Asked about removal of trees for the new park, Stan DeFreitas – “Mr. Greenthumb,” an author, horticulturist and International Society of Arboriculture-certified arborist – said he had not seen the trees to be able to assess them. DeFreitas said he generally works to keep trees in place whenever possible.
According to DeFreitas, Live Oaks are thicker-wooded than Water Oaks because they are slower growing. He estimated that, depending on the size of the tree, it could take twenty-five to thirty years for replacement trees to provide the same amount of shade as those removed. DeFreitas said although “people don’t usually fertilize in parks, nutrients, organic fertilizer at the base” would benefit the new trees’ growth.
Regarding an update to the tree ordinance, DeFreitas said Safety Harbor should have a committee of citizens to review decisions and provide an alternate voice. “When trees are on your logo,” he asked, “shouldn’t citizens have input?”
Safety Harbor loves its trees.
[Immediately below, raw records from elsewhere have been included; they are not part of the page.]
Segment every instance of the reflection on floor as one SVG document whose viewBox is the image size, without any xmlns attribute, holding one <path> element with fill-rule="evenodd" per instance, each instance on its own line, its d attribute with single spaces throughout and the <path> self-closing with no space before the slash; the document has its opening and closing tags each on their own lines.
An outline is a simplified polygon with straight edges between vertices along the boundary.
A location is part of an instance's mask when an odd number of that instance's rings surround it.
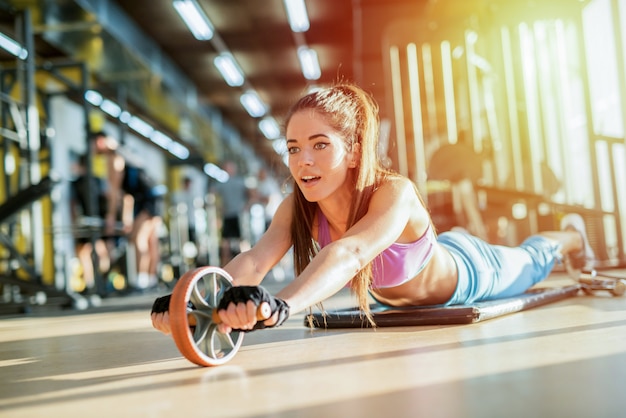
<svg viewBox="0 0 626 418">
<path fill-rule="evenodd" d="M 626 274 L 624 271 L 616 271 Z M 545 285 L 572 282 L 554 274 Z M 198 367 L 132 308 L 0 318 L 1 417 L 618 417 L 626 296 L 472 325 L 310 330 L 303 315 Z M 352 306 L 342 293 L 326 309 Z"/>
</svg>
The City has been a member of the Arbor Day Foundation’s Tree City USA program for thirty years. Trees are not a new topic of conversation.
- Standard 1: A Tree Board or Department
- Standard 2: A Tree Care Ordinance
- Standard 3: A Community Forestry Program With an Annual Budget of at Least $2 Per Capita
- Standard 4: An Arbor Day Observance and Proclamation
In 2007 Safety Harbor leaders engaged in discussion hosted by St. Petersburg College to determine the City’s vision and set goals for a five-year period. They identified “adopting a tree ordinance” as a strategic action for that year. It took a bit longer for Safety Harbor to adopt one of its own.
In 2014, residents’ protested the removal of trees on the Safety Harbor Spa property. The city enacted a temporary moratorium on tree removal and got to work on a new ordinance. Residents gave input and the tree ordinance – Ord. No. 2015-03, § 1, 3-16-2015 – was adopted in 2015.
At the June 17, 2019 City Commission meeting, Commissioner Andy Zodrow, an attorney with the Environmental Protection Commission of Hillsborough County, said Safety Harbor relied on Pinellas County’s tree ordinance when writing the 2015 ordinance. The Pinellas County ordinance, he said, “actually allowed you to replace oak trees with crepe myrtles.” Zodrow said the 2015 ordinance was a compromise, adopted with expectation that it would be reviewed. City Manager Matt Spoor confirmed some modifications, including fines, were made to strengthen the ordinance in subsequent years.
Commenting on the current ordinance Zodrow said, “I don’t think it is working well… I want to make sure that remains on a front burner, there is obviously a lot of citizen support for that.” Zodrow encouraged the Commission to continue discussion of a revised tree ordinance. Echoing resident Heather Richardson’s comments in support of Vidovic’s proposal, Zodrow noted “The trees are more important than ever.”
The International Society for Arboriculture has Guidelines for Developing and Evaluating Tree Ordinances.